2022-01-21 07:55:50 -08:00

5.0 KiB

OpenApi Metadata

This plugin is meant to gather dataset-like informations about OpenApi Endpoints.

As example, if by calling GET at the endpoint at https://test_endpoint.com/api/users/ you obtain as result:

[{"user": "albert_physics",
  "name": "Albert Einstein",
  "job": "nature declutterer",
  "is_active": true},
  {"user": "phytagoras",
  "name": "Phytagoras of Kroton",
  "job": "Phylosopher on steroids", 
  "is_active": true}
]

in Datahub you will see a dataset called test_endpoint/users which contains as fields user, name and job.

Setup

To install this plugin, run pip install 'acryl-datahub[openapi]'.

Example of configuration file:

source:
  type: openapi
  config:
    name: test_endpoint # this name will appear in DatHub
    url: https://test_endpoint.com/
    swagger_file: classicapi/doc/swagger.json  # where to search for the OpenApi definitions
    get_token: True  # optional, if you need to get an authentication token beforehand 
    username: your_username  # optional
    password: your_password  # optional
    forced_examples:  # optionals
      /accounts/groupname/{name}: ['test']
      /accounts/username/{name}: ['test']
    ignore_endpoints: [/ignore/this, /ignore/that, /also/that_other]  # optional, the endpoints to ignore

sink:
  type: "datahub-rest"
  config:
    server: 'http://localhost:8080'

The dataset metadata should be defined directly in the Swagger file, section ["example"]. If this is not true, the following procedures will take place.

Capabilities

The plugin read the swagger file where the endopints are defined and searches for the ones which accept a GET call: those are the ones supposed to give back the datasets.

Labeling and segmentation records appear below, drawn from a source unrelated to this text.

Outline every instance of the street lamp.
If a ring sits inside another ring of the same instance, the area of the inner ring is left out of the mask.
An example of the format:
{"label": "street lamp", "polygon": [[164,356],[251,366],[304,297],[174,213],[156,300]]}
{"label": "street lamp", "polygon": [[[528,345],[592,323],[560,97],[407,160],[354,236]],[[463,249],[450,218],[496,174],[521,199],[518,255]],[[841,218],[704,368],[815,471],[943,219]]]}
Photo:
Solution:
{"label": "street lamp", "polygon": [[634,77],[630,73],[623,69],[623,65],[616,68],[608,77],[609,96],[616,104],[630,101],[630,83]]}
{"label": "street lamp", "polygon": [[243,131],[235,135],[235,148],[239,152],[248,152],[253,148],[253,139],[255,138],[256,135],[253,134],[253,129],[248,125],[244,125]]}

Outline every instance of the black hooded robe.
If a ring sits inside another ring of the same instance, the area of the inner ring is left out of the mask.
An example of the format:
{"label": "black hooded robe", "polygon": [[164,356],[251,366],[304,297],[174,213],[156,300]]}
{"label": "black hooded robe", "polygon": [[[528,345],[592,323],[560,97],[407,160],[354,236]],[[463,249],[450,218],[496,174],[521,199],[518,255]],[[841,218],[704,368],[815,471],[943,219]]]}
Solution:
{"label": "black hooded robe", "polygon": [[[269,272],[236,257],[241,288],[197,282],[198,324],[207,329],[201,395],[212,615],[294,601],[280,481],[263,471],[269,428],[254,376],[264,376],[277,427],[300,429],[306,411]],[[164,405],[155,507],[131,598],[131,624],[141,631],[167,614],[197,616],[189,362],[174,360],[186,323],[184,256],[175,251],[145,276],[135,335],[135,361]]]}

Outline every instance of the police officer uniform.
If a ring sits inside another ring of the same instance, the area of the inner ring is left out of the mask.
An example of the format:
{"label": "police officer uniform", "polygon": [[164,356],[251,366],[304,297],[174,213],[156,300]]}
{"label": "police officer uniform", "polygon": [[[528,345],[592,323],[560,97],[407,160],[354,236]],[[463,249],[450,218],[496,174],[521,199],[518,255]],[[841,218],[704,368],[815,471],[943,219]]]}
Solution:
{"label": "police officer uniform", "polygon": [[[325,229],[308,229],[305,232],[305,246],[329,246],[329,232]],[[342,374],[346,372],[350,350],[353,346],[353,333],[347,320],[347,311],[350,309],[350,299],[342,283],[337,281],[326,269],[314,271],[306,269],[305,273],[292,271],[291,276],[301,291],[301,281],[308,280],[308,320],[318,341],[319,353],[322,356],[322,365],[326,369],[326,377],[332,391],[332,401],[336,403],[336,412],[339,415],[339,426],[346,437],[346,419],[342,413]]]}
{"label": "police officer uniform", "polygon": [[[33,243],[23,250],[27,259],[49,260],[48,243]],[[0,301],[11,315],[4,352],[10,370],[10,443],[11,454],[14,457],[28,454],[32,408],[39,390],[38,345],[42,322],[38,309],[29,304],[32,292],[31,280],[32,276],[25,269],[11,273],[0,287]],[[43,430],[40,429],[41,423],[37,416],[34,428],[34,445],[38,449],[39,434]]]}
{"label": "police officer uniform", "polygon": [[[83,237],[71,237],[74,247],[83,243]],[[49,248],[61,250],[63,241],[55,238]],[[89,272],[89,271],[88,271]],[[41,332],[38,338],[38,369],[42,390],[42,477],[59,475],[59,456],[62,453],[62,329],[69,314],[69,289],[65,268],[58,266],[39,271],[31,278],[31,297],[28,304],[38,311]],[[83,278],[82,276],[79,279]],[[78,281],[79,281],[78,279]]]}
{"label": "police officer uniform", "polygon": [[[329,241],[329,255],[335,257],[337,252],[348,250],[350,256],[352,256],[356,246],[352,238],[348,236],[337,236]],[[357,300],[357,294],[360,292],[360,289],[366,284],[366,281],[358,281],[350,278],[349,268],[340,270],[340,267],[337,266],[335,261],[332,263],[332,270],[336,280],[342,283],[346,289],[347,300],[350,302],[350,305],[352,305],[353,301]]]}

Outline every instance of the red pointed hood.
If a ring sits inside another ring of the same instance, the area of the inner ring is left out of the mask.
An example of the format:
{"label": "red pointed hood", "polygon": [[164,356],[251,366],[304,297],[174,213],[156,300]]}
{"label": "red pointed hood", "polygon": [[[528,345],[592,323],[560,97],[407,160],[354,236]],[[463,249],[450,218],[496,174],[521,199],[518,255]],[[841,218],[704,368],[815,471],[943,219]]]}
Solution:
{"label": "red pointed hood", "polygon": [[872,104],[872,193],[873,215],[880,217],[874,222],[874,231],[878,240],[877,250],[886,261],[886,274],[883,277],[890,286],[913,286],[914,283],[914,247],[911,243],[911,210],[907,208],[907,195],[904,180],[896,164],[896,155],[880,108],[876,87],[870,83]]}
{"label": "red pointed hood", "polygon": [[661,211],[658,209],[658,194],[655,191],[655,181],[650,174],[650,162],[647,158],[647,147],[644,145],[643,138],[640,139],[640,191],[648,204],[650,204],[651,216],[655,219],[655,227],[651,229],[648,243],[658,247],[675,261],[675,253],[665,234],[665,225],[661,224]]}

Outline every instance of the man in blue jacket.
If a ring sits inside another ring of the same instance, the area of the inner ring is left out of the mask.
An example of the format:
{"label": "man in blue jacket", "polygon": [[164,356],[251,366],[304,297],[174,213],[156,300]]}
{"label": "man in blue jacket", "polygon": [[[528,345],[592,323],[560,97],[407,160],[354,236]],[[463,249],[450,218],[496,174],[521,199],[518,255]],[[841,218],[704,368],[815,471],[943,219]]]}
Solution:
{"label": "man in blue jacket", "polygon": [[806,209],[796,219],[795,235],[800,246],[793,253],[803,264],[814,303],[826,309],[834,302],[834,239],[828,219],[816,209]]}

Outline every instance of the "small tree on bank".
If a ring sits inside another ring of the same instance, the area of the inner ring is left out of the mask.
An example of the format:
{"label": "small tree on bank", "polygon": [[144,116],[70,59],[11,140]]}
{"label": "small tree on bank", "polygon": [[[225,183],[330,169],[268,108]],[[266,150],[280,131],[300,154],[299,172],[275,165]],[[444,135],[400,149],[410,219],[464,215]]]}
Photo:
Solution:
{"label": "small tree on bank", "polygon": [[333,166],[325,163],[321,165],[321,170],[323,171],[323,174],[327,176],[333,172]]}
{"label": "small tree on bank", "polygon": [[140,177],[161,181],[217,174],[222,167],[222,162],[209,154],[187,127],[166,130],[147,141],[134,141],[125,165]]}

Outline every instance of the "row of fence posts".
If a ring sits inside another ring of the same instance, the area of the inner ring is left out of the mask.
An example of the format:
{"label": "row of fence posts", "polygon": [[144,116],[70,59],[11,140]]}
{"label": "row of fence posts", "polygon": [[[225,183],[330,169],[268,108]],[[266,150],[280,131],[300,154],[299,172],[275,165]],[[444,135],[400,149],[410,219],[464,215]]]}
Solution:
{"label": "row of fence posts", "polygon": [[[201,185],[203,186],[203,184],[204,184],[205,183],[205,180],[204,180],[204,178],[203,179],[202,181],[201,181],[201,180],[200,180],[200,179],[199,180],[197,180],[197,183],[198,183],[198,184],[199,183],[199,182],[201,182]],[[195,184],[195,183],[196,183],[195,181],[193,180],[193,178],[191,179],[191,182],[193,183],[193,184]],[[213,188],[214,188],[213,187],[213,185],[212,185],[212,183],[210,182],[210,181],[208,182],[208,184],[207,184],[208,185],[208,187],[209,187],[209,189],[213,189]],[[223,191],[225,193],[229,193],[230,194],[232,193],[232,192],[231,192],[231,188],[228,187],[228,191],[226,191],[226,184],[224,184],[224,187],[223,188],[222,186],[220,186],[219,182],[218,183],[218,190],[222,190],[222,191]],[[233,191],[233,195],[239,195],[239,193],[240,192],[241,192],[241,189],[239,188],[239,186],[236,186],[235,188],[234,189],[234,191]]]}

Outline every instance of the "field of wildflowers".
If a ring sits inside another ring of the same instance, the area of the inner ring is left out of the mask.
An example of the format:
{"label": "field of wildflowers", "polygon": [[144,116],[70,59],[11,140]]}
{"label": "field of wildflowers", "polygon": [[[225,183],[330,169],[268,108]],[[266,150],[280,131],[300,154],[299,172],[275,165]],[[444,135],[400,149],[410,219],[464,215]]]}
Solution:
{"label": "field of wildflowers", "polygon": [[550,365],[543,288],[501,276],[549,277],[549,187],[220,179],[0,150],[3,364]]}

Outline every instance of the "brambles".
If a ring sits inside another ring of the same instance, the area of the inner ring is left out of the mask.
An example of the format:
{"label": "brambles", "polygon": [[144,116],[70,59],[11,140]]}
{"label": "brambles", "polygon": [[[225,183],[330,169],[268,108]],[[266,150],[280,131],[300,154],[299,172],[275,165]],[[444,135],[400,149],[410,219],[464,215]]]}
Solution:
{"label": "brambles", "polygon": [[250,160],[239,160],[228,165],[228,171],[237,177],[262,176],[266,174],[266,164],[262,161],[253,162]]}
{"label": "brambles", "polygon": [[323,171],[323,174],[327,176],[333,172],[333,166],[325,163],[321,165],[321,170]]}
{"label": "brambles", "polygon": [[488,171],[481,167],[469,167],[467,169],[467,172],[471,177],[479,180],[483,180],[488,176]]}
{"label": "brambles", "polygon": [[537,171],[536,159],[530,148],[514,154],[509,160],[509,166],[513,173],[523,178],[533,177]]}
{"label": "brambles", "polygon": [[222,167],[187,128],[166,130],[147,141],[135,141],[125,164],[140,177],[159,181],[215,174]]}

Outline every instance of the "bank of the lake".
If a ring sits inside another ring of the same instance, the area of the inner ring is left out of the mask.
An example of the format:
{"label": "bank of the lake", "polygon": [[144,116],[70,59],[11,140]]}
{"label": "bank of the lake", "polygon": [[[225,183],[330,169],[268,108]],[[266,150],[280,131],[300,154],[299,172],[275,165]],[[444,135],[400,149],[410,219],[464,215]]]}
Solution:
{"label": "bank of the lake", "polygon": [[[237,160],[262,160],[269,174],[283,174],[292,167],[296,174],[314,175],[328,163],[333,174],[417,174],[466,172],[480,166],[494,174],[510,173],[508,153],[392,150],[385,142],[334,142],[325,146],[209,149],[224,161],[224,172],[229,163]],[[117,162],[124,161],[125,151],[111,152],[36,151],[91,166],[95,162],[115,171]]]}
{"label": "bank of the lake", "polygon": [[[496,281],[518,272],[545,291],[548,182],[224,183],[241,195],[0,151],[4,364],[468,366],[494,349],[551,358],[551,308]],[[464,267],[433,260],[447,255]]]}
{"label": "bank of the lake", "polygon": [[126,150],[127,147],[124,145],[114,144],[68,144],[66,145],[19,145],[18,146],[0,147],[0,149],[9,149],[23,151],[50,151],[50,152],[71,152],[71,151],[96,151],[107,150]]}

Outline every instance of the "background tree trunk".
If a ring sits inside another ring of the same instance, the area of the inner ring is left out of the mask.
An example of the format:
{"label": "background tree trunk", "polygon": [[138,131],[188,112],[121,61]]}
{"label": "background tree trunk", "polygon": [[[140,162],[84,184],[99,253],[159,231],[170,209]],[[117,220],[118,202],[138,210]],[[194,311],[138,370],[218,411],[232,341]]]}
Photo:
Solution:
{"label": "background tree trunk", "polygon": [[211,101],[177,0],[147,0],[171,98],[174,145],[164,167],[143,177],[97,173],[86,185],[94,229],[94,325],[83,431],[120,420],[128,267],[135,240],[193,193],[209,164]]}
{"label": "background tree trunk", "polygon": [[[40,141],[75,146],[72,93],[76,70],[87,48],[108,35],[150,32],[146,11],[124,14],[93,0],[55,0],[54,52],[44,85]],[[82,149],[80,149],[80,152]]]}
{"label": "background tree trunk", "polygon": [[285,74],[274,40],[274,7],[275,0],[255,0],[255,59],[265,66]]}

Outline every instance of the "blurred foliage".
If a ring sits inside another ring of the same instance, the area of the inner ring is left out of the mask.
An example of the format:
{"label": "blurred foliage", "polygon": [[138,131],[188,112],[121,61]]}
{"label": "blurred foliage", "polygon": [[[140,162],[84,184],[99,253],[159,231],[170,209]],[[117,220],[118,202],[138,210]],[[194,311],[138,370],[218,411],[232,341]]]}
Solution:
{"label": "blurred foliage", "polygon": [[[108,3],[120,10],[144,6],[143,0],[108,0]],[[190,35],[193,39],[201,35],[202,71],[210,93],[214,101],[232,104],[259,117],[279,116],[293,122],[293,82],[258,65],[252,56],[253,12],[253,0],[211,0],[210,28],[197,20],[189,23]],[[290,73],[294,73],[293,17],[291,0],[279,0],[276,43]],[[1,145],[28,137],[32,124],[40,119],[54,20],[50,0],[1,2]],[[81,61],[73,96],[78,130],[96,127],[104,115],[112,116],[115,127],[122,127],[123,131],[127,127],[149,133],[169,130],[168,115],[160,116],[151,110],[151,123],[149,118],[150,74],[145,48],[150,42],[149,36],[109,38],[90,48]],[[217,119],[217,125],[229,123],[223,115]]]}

For every selected endpoint defined in the paths section, the tool searches whether the medatada are already defined in there.
As example, if in your swagger file there is the /api/users/ defined as follows:

paths:
  /api/users/:
    get:
      tags: [ "Users" ]
      operationID: GetUsers
      description: Retrieve users data
      responses:
        '200':
          description: Return the list of users
          content:
            application/json:
              example:
                {"user": "username", "name": "Full Name", "job": "any", "is_active": True}

then this plugin has all the information needed to create the dataset in DataHub.

In case there is no example defined, the plugin will try to get the metadata directly from the endpoint. So, if in your swagger file you have

paths:
  /colors/:
    get:
      tags: [ "Colors" ]
      operationID: GetDefinedColors
      description: Retrieve colors
      responses:
        '200':
          description: Return the list of colors

the tool will make a GET call to https:///test_endpoint.com/colors and parse the response obtained.

Automatically recorded examples

Sometimes you can have an endpoint which wants a parameter to work, like https://test_endpoint.com/colors/{color}.

Since in the OpenApi specifications the listing endpoints are specified just before the detailed ones, in the list of the paths, you will find

https:///test_endpoint.com/colors

defined before

https://test_endpoint.com/colors/{color}

This plugin is set to automatically keep an example of the data given by the first URL, which with some probability will include an example of attribute needed by the second.

So, if by calling GET to the first URL you get as response:

{"pantone code": 100,
 "color": "yellow",
 ...}

the "color": "yellow" part will be used to complete the second link, which will become:

https://test_endpoint.com/colors/yellow

and this last URL will be called to get back the needed metadata.

Automatic guessing of IDs

If no useful example is found, a second procedure will try to guess a numerical ID. So if we have:

https:///test_endpoint.com/colors/{colorID}

and there is no colorID example already found by the plugin, it will try to put a number one (1) at the parameter place

https://test_endpoint.com/colors/1

and this URL will be called to get back the needed metadata.

Config details

Getting dataset metadata from forced_example

Suppose you have an endpoint defined in the swagger file, but without example given, and the tool is unable to guess the URL. In such cases you can still manually specify it in the forced_examples part of the configuration file.

As example, if in your swagger file you have

paths:
  /accounts/groupname/{name}/:
    get:
      tags: [ "Groups" ]
      operationID: GetGroup
      description: Retrieve group data
      responses:
        '200':
          description: Return details about the group

and the plugin did not found an example in its previous calls, so the tool have no idea about what substitute to the {name} part.

By specifying in the configuration file

    forced_examples:  # optionals
      /accounts/groupname/{name}: ['test']

the plugin is able to build a correct URL, as follows:

https://test_endpoint.com/accounts/groupname/test